Beyond the structural differences, the entire approach to access to justice is different. In Singapore, the government focuses on availability of one-off legal advice or representation in court. Help in specific areas of law is provided primarily by private non-profit organisations. In the UK, access to justice encompasses not only legal representation and advice, but ensuring that the client has access to all legal remedies. This includes simpler but more time-consuming services such as helping the client appeal a welfare benefit decision or making information on legal procedures available online.
Regardless, ensuring all people are not limited from exercising their legal rights by their socio-economic status seems to be a priority, leading to a more systemic support for all areas of law that vulnerable people may encounter, rather than leaving such issues for private organisations to cover.
Is there a similar system in Uganda? Or is it more like the system in Singapore? Which do you think is better? What do you think access to justice means in practical terms?
Best wishes,
Veronica
Dear Veronica,
Access to justice in Uganda is similar to that of Singapore. The law regulating advocates require every advocate to contribute a certain number of hours to pro bono work or if he cannot, pay a specific fee to the Uganda Law Society which runs pro-bono legal clinics across the country.

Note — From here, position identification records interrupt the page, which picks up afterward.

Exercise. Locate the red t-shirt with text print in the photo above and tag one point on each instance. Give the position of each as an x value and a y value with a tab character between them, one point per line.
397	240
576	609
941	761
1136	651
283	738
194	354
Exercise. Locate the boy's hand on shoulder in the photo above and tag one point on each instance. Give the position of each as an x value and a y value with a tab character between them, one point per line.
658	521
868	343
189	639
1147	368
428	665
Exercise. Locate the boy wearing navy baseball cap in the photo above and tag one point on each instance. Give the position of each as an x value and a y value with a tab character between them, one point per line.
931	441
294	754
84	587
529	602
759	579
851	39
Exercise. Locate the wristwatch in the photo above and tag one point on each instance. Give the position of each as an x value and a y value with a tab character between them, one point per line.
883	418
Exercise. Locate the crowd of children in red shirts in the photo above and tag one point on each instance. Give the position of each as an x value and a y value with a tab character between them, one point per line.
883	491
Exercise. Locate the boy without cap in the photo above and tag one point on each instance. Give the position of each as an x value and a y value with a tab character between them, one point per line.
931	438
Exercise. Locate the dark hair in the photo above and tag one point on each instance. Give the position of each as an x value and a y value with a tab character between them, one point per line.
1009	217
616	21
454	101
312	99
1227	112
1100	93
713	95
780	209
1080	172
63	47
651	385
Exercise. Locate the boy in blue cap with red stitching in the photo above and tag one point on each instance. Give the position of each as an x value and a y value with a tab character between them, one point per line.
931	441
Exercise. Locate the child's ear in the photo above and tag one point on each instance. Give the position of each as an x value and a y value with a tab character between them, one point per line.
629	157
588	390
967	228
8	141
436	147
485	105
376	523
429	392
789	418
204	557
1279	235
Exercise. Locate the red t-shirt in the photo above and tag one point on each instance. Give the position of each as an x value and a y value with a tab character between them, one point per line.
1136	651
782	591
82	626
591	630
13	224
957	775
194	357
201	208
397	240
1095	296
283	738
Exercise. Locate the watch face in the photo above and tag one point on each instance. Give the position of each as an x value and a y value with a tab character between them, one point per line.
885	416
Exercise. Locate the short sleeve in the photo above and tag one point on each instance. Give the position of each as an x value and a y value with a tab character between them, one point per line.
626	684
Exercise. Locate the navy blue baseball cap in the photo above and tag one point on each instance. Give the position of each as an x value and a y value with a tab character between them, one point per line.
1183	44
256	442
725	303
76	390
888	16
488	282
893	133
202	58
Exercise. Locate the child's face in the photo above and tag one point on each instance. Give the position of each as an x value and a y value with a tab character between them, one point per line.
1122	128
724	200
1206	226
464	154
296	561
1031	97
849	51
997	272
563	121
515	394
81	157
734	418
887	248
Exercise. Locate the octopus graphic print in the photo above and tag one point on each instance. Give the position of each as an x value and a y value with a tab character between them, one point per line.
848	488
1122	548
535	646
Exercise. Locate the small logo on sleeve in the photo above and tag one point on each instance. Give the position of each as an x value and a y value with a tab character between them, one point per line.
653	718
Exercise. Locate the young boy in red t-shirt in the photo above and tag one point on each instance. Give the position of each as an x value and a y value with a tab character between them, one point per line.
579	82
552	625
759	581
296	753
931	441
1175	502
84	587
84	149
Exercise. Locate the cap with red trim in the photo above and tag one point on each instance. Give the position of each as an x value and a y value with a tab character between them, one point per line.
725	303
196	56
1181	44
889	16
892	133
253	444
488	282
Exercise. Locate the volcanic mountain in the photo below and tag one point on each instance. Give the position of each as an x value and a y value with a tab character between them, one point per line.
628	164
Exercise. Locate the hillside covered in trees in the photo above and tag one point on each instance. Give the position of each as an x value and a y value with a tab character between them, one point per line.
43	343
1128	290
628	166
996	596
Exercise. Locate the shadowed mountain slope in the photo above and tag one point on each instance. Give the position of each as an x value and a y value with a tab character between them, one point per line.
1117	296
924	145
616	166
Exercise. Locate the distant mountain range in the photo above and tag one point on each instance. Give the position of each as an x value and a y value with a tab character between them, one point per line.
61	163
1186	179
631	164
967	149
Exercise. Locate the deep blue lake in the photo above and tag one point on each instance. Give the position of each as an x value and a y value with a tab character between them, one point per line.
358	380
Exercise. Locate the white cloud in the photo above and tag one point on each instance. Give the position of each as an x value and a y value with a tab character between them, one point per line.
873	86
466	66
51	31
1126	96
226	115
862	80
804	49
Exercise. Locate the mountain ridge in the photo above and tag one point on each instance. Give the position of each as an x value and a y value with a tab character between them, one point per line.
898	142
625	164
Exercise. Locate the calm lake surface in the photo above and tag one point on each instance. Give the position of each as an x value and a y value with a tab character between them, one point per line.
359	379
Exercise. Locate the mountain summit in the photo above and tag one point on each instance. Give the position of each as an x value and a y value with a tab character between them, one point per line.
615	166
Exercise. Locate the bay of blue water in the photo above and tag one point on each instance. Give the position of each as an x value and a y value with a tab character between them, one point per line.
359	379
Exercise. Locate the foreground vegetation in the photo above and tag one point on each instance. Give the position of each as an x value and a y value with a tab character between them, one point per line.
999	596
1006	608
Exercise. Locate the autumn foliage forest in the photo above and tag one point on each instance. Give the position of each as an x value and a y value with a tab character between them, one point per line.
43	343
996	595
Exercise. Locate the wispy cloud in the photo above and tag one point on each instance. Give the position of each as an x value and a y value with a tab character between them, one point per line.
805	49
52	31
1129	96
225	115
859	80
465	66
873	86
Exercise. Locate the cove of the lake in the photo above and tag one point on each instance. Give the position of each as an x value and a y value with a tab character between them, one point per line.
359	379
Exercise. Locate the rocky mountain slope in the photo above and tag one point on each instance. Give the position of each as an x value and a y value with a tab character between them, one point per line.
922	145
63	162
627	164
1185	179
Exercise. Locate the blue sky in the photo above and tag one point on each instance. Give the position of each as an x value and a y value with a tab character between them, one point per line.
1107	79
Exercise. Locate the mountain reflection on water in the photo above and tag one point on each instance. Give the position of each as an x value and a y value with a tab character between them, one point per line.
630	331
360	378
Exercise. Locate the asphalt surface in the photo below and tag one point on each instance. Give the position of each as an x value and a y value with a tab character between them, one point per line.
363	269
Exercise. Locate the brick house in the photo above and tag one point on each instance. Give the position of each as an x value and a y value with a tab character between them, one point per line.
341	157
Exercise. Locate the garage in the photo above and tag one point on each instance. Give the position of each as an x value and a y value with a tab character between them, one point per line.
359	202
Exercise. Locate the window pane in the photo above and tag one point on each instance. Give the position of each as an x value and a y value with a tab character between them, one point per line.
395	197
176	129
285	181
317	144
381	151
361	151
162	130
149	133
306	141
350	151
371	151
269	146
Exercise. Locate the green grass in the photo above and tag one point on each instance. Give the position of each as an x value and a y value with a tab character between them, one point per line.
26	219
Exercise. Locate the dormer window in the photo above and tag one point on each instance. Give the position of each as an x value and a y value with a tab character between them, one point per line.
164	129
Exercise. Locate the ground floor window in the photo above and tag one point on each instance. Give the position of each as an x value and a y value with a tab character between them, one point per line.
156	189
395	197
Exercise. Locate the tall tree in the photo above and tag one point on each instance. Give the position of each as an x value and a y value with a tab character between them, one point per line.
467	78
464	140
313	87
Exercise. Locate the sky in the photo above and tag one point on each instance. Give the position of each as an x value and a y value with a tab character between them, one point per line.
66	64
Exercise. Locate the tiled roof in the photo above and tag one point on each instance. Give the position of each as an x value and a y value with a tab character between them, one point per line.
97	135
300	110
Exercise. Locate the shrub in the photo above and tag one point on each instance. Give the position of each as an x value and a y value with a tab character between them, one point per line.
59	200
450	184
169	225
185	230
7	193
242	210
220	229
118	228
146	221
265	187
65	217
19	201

There are other legal aid organisations that provide legal services to the disadvantaged. We also have special interest NGOs such as those for women and those for the PWDs that provide legal services, including legal representation to members of those particular groups. In criminal matters, the constitution obliges the state to pay for legal representation to those accused of capital offenses if they cannot afford to pay individually for defense counsel. We also have volunteers called paralegals that help those on remand especially educating them on their rights and other subjects such as plea-bargaining.
What may be different is that we have what is called public interest litigation where an organisation or an individual petitions the court that certain acts or laws or omissions are contrary to law and once they succeed, the decision benefits a larger section of society. This form of litigation has been used to ameliorate inequalities between men and women and laws that create these inequalities have been annulled by court. So because of this legal device, women too can inherit property, grounds for divorce are no longer unfair for women, public buildings are required to provide means of access by PWDs etc.

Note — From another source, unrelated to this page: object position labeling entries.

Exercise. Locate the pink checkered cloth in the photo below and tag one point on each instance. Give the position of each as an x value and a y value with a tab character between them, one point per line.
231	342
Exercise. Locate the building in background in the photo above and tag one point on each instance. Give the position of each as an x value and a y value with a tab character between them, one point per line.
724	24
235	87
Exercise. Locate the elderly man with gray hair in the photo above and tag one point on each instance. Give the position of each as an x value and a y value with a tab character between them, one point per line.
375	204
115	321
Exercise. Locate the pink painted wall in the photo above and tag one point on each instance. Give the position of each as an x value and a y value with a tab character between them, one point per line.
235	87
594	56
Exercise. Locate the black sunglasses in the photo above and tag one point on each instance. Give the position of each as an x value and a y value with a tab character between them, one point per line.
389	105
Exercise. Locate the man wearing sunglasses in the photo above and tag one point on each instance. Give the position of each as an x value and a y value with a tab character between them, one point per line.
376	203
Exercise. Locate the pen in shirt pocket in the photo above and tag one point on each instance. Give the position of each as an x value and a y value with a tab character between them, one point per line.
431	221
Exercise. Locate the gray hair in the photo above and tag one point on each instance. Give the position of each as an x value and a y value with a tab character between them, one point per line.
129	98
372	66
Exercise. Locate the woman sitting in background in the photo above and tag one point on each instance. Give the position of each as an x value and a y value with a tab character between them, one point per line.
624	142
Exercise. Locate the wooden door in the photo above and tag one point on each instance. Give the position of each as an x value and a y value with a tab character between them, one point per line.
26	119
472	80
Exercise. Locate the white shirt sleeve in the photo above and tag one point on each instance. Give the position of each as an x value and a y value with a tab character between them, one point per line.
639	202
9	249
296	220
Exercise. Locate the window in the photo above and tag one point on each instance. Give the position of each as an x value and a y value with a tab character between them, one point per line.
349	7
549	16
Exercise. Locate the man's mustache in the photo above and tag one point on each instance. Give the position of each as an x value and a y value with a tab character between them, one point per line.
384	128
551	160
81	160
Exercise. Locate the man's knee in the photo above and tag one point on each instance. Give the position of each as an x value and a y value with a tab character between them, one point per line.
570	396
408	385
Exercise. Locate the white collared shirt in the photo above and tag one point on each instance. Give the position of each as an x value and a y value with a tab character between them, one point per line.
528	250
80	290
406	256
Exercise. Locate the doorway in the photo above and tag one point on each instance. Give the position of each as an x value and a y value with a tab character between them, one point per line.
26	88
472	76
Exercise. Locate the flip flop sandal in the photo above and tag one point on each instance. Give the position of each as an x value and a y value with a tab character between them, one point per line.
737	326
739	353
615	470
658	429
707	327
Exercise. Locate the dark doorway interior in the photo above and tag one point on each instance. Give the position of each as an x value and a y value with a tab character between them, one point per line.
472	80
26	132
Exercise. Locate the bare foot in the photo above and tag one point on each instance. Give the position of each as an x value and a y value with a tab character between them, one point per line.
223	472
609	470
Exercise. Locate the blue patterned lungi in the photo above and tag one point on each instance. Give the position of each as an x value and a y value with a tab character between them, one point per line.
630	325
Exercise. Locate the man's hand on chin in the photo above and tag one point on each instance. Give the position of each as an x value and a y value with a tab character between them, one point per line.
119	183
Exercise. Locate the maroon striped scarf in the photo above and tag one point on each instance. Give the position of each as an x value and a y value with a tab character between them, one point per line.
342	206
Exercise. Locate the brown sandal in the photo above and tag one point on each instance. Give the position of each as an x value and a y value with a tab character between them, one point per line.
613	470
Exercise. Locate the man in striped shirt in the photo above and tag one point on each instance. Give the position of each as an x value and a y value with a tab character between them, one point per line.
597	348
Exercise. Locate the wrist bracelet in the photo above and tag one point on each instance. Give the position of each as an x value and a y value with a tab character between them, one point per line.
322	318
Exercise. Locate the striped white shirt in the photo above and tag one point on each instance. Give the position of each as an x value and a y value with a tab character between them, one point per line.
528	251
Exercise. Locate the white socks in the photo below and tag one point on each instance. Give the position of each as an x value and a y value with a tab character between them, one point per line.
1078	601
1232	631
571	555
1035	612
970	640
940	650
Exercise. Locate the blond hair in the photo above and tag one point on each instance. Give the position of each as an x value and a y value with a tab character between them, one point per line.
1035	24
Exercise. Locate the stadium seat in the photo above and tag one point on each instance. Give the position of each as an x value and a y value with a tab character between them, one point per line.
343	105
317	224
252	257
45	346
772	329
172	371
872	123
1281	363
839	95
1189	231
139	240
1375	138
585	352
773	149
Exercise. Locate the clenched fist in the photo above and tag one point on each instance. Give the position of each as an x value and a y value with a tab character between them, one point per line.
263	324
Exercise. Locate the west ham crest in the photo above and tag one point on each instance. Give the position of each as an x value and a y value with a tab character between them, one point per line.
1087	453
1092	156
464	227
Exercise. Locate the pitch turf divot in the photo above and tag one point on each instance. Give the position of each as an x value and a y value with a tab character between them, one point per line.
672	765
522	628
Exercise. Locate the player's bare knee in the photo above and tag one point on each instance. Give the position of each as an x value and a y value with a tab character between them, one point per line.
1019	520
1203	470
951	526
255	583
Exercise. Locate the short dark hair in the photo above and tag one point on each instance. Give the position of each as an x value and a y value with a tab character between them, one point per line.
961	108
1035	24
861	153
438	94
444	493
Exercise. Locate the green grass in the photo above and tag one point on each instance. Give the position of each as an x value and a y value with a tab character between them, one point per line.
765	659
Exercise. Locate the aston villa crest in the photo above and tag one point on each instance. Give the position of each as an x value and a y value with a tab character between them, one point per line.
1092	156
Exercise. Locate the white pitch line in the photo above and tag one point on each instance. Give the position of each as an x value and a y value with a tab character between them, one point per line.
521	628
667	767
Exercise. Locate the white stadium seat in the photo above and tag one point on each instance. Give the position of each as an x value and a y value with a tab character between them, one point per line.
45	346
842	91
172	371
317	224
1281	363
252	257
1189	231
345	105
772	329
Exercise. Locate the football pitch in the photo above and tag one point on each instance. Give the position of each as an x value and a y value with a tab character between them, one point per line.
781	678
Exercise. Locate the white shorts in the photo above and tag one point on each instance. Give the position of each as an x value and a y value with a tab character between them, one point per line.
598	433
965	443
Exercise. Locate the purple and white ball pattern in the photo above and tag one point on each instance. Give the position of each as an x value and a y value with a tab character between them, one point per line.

The judiciary has also come up with other innovative options such as small claims procedure where claims of less than $2800 can be handled expeditiously by a magistrate without the need for legal representation. This is under pilot study and will be rolled out soon. Plea bargaining too has been incorporated in the criminal justice system to ensure that justice is served timely.

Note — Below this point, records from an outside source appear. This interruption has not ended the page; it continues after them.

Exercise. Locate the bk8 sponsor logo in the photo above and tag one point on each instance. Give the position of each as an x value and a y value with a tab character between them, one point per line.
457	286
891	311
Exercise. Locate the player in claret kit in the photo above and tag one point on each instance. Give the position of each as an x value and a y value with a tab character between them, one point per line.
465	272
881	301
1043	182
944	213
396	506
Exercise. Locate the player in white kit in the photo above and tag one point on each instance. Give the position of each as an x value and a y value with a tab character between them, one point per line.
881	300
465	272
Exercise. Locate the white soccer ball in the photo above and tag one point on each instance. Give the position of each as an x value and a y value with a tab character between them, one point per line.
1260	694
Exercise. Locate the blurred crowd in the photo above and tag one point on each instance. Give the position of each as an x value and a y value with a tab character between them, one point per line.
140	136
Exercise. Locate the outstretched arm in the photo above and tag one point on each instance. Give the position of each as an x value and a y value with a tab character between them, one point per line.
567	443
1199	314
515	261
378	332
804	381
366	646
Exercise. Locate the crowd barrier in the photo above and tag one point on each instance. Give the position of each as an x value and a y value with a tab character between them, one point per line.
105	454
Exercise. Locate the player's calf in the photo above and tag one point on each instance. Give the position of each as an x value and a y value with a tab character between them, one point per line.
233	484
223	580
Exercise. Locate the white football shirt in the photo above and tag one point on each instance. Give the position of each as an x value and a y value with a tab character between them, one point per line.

Another difference could be the low coverage due to the disparities in economic conditions of the two countries. Uganda being a highly-populated country but economically weak, not everyone gets a chance to get access to these free legal services. Private legal services are quite expensive and only a few can afford to hire an advocate. This makes it difficult for the majority to access justice.
Regarding the question as to which one is better, I think that each system is better suited to the unique needs of the country but also to its level of socio-economic development. However, I see a lot of similarities between Uganda and Singapore.